We have a family event coming up really soon and it is one I am really looking forward to dear Reader. This year we were lucky to have two lovely babies born into the family. So in the next couple of weeks we have a christening to attend. I really do hope I am well enough to make this. I know it is going to be a really nice day and I really enjoy spending time with my family.

I intend to buy myself a brand new outfit for this and some nice accessories. At the moment I have good days and bad days as you know with my health dear Reader and I have no control over what and how I will feel more nearer the day. So hopefully I will make it. I have had to turn down so many things this year so I am really hoping I will make this. I am also getting tired of having to say I am not well!
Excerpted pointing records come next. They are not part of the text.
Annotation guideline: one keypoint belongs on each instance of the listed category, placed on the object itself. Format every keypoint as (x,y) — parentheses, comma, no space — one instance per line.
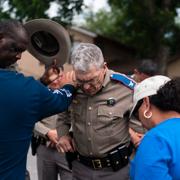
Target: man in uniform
(98,117)
(23,102)
(50,163)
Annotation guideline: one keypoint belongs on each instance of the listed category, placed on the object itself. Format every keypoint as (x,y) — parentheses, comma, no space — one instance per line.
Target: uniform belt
(116,159)
(42,140)
(94,163)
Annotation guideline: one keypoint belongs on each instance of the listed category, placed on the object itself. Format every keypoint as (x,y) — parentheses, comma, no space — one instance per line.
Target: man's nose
(86,86)
(18,56)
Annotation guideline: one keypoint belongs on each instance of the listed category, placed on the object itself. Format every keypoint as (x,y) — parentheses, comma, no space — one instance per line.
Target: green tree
(148,26)
(24,10)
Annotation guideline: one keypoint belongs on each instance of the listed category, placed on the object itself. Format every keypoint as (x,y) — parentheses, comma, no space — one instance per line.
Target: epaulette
(122,78)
I love babies and I have managed a few visits this year to see them. Babies grow so fast don't they? I would have liked to have visited them even more but things are looking much better now I have my diagnosis so hopefully next year I will be able to spend more time with them and have a much better year health wise.

I really do enjoy spending time with my extended family and as I live away from them it does not happen all that often especially in the winter months when it is bad weather and that M62 is so terrible to cross the Pennines in the bad weather. But we have made it over the years at Christmas even breaking down on the highest point of the motorway one year when I was eight months pregnant with Miss C! Having to wait in the freezing cold for the recovery truck to come out and not only collect our car but give us all a ride home too. I expect family who kindly visited us over Christmas may have experienced similar things weather wise too.

Speaking of bad weather on the news it says we are in for some really extreme weather this week. I am okay it is another duvet week for me this week, as I rest, all I can to try and do all I can to keep myself well so I can attend the christening. But at the end of the day it is my body that is in control and I have no idea at the moment which way it will go. I will go out later today and buy my new outfit and I have updated and told family about what is happening to me, but fingers crossed, dear Reader that I am able to go and enjoy a good family do.